Ave Sonora - Parte II
"Ave sonora vamos embora
Que a gaiola da nossa viola abriu cancelas
Ave sonora saiba que agora
Não a bodoque que nos coloque com quatro velas"
João Chagas Leite - Músico Gaúcho
Acordou com uma terrível dor de cabeça.
O lugar era úmido e exalava um cheiro desagradável. Um silêncio fúnebre tomava conta do ambiente. A ventilação era proporcionada apenas por uma janela minúscula que ficava em lugar muito mais ao alto do que um grito de Clara pudesse alcançar. E mesmo que alcançasse, a certeza de uma morte anterior ao socorro era iminente.
Era verdade, ela fotocopiava notícias sobre o governo e distribuía na faculdade. Era verdade, estava bem interessada na vida do presidente Médici. E também era verdade o que ela não queria acreditar: a mãe tinha razão. Havia sido pega pelo Departamento de Ordem Política e Social.
Mas era tarde demais para pensar nisto. Não conseguia nem imaginar o que a esperava lá dentro.

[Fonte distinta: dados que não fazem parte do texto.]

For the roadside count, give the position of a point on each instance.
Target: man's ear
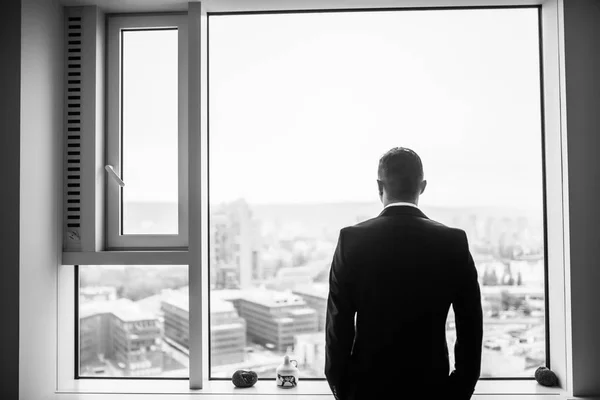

Um rato passou pela frente da porta, grande, pesada, de ferro enferrujado. A única abertura era uma fresta horizontal, de onde, se alguém espiasse ali para dentro, ela veria apenas os olhos.
Olhou para a minúscula janela e percebeu que se um dia chovesse, molharia tudo, pois era protegida apenas por uma grade.